This is especially surprising to me because the raw html of the page saved by James' script seems to indicate those fields should still be hidden. See e.g. the html below, which appears the same in both files, but the text at issue only appears in the browser-rendered page on the one saved by James' script:
<p class="helpbox ui-ncbitoggler-slave ui-ncbitoggler" id="hlp1" aria-hidden="true">
These options control formatting of alignments in results pages. The
default is HTML, but other formats (including plain text) are available.
PSSM and PssmWithParameters are representations of Position Specific Scoring Matrices and are only available for PSI-BLAST.
The Advanced view option allows the database descriptions to be sorted by various indices in a table.
</p>
Any idea why this is happening?
As you noted, Selenium cannot interact with the browser's context menu to use Save as..., so instead to do so, you could use an external automation library like pyautogui.

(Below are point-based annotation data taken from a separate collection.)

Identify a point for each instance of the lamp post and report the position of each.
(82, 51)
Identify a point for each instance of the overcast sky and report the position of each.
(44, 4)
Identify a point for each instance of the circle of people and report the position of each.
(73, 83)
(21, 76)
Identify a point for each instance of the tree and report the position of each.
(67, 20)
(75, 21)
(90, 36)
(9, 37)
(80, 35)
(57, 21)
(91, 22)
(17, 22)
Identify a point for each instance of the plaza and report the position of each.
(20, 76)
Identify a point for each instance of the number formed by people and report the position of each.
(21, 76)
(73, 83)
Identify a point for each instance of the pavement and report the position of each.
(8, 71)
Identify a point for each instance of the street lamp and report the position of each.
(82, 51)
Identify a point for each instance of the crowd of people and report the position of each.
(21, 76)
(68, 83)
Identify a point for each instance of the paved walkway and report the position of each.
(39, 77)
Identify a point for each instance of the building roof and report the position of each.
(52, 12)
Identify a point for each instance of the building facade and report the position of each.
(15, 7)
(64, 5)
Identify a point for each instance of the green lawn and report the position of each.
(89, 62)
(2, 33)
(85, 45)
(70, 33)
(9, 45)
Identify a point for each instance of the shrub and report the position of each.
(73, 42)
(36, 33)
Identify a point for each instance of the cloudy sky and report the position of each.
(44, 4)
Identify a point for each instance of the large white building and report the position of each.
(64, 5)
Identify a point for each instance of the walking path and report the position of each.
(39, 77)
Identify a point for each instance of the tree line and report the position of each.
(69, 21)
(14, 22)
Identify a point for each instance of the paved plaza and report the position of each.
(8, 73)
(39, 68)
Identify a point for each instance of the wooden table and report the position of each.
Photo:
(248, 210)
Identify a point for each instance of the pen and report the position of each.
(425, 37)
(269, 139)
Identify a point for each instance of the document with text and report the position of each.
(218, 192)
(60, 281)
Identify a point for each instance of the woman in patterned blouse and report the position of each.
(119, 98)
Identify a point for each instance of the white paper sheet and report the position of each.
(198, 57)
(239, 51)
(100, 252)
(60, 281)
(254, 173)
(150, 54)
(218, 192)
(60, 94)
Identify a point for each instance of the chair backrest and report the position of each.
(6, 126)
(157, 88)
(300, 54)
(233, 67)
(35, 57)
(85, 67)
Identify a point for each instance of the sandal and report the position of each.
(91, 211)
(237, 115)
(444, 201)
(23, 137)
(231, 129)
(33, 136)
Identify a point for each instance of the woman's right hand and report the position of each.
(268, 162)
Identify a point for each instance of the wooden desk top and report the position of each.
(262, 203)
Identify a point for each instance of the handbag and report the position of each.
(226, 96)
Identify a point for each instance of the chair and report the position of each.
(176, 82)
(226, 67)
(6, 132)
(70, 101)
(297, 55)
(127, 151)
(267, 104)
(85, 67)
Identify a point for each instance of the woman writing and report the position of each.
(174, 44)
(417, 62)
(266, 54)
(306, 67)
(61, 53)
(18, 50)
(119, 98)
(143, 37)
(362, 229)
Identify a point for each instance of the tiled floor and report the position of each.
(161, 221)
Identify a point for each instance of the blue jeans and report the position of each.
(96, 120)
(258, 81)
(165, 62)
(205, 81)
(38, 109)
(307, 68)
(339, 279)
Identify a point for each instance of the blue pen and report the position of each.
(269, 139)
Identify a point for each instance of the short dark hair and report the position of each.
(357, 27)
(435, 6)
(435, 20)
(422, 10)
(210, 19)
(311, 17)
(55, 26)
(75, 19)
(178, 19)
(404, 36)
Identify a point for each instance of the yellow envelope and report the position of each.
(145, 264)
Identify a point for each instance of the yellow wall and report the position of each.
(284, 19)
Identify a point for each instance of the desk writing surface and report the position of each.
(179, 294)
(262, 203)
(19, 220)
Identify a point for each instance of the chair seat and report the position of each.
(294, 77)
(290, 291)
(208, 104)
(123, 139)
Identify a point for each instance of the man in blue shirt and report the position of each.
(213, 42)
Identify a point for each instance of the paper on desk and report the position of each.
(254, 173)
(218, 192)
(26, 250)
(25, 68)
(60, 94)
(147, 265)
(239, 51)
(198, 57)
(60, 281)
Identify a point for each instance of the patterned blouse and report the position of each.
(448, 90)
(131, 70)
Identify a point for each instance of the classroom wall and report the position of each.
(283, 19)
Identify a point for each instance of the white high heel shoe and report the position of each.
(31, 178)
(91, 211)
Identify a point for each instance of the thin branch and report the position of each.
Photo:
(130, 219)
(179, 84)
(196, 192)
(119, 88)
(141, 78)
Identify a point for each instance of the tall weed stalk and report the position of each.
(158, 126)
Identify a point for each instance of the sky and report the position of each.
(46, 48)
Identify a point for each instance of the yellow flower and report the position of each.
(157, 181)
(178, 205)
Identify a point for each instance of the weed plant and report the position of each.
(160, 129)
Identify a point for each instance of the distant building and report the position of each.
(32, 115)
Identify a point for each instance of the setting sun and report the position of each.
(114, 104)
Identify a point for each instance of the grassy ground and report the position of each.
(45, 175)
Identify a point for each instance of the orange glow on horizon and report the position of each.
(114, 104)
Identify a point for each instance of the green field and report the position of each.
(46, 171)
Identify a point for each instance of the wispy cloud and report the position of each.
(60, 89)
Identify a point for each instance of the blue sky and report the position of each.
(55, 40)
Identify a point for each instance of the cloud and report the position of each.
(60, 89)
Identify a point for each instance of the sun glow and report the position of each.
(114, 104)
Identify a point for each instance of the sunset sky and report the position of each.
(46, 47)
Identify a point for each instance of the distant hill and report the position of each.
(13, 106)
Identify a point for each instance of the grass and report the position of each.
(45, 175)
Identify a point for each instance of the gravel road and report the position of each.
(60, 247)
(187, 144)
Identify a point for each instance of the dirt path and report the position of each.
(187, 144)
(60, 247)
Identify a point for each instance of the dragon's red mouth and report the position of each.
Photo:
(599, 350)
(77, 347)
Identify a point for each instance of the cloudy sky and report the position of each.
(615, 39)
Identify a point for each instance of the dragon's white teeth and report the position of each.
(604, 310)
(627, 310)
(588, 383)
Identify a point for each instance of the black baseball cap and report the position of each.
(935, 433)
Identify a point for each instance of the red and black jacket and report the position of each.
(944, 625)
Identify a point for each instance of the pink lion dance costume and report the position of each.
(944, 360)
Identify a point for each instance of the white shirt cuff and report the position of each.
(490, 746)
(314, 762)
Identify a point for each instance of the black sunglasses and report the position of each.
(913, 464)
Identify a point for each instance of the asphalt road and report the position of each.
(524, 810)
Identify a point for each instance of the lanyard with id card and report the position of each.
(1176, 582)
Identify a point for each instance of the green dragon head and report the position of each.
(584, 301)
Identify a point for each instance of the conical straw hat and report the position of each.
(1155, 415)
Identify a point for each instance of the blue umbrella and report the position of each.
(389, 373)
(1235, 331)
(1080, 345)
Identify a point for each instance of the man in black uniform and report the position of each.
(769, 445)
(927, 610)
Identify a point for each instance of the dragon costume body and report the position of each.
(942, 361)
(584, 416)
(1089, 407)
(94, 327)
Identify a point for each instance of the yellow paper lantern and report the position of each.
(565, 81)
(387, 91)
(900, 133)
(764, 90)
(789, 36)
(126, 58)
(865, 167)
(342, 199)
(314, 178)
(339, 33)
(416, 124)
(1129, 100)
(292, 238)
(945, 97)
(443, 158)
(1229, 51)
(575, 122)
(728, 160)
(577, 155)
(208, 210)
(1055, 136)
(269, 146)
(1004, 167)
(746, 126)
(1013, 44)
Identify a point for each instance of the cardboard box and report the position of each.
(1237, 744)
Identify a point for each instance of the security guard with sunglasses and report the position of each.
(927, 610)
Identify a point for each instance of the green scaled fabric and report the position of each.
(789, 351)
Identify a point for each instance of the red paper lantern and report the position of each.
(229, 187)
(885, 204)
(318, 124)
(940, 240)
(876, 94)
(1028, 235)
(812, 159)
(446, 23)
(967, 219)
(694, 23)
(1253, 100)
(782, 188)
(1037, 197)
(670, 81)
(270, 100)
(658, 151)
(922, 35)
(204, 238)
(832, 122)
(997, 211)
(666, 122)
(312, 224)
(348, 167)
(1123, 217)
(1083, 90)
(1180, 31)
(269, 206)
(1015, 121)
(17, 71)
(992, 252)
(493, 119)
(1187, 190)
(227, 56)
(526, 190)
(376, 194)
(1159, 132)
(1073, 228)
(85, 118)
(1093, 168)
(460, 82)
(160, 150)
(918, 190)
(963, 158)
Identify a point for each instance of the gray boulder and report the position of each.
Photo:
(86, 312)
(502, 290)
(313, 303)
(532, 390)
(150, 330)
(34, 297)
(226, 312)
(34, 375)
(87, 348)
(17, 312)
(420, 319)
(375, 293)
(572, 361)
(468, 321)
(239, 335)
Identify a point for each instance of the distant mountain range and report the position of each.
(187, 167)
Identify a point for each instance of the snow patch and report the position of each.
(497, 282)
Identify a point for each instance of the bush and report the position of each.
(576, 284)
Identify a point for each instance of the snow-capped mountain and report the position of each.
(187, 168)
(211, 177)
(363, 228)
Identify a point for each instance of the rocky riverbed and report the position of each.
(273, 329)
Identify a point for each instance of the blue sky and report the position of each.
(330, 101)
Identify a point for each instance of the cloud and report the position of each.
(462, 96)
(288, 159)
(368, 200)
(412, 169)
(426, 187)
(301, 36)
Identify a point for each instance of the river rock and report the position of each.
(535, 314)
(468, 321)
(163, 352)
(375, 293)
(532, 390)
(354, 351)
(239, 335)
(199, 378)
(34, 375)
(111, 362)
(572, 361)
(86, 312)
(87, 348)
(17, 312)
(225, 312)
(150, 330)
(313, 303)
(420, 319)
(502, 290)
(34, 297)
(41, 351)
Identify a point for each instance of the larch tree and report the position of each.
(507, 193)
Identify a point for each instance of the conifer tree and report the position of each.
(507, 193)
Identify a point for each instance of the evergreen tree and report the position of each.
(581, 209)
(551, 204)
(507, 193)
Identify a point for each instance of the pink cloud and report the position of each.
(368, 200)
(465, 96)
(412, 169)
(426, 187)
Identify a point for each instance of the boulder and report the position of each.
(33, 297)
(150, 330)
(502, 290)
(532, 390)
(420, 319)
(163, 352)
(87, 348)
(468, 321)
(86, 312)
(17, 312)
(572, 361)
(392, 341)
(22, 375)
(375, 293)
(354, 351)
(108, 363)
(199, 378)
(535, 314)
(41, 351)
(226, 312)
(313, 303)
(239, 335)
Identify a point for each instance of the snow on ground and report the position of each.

pyautogui.hotkey('ctrl', 's')
time.sleep(1)
pyautogui.typewrite(SEQUENCE + '.html')
pyautogui.hotkey('enter')
This code opens the Save as... window through its keyboard shortcut CTRL+S and then saves the webpage and its assets into the default downloads location by pressing enter. This code also names the file as the sequence in order to give it a unique name, though you could change this for your use case. If needed, you could additionally change the download location through some extra work with the tab and arrow keys.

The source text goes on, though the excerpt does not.